According to Kristin Eissler, owner of Philadelphia’s Kawaii Kitty Café, a memorable moniker actually helps some hard-to-place kitties find homes. “Slap something hilarious and impossible to overlook on a rough-looking—or acting—cat and you've got yourself a whole market of interested adopters,” she says. “So far, the formula definitely aids in pairing adopters with some unlikely candidates.”
Crinkle Fry—named for her scruffy, crinkled fur—is one such kitty hoping to benefit from Kawaii’s creative naming strategy. Although we’re not sure they can ever top Celine "There Was Room On The Door for Jack" Dion, a sassy tabby who was gifted a Heart Of The Ocean necklace from one of her many admirers.
Take A Cue From Your Cat
Does your cat have any distinctive characteristics? If so, these might make for a great cat name. “We take into consideration the cat's physical appearance and temperament, but also their histories and the circumstances that lead them to the shelter,” says Kevin Thoder, a member of the kennel staff at PAWS. “Names that include a cat pun or tell a story about the cat are great ways to do this.”

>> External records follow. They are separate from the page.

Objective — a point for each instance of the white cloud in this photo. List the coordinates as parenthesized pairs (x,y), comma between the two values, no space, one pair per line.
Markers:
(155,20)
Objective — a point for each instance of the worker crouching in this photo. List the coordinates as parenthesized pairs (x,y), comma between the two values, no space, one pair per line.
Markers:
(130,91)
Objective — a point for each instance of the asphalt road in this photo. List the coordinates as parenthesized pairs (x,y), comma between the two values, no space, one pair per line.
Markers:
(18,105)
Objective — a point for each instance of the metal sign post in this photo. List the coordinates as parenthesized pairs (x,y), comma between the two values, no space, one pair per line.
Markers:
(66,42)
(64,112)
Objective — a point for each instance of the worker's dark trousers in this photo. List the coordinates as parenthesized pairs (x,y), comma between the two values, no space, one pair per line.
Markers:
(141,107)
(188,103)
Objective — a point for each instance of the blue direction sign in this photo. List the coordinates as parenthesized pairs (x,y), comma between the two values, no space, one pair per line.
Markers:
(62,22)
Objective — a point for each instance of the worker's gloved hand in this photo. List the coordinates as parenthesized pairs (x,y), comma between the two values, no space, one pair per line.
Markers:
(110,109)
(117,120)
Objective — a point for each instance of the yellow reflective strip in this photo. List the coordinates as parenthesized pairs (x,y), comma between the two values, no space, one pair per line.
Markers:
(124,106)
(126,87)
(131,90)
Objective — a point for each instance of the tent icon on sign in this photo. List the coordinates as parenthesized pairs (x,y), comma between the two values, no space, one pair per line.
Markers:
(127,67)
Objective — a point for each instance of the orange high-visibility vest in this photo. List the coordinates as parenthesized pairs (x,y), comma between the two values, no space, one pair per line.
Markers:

Recent favorites at PAWS include the “Swan Lake”-inspired Demon Swan, a mischievous kitten who was adopted within a week, and Edgar, Earl of Nubbington, who sadly had to have his tail amputated—but gained a royal title in the process.
Shorten To Something Simple
There is, of course, one small problem with an elaborate, creative name: your cat probably won’t respond to it, cautions Reynolds.
“If you want to have a long name such as Sir Meowington of Mouseville, by all means, go for it!” she says. “But I recommend training your cat to a shorter version or a nickname. Don’t have the expectation they will respond to the longer name.”
As for the nickname, she suggests something short and easy to say that consists of happy, non-harsh tones. And remember—although many of us have 27 (and counting) nicknames for our cats, it’s best to settle on one if you want kitty to respond.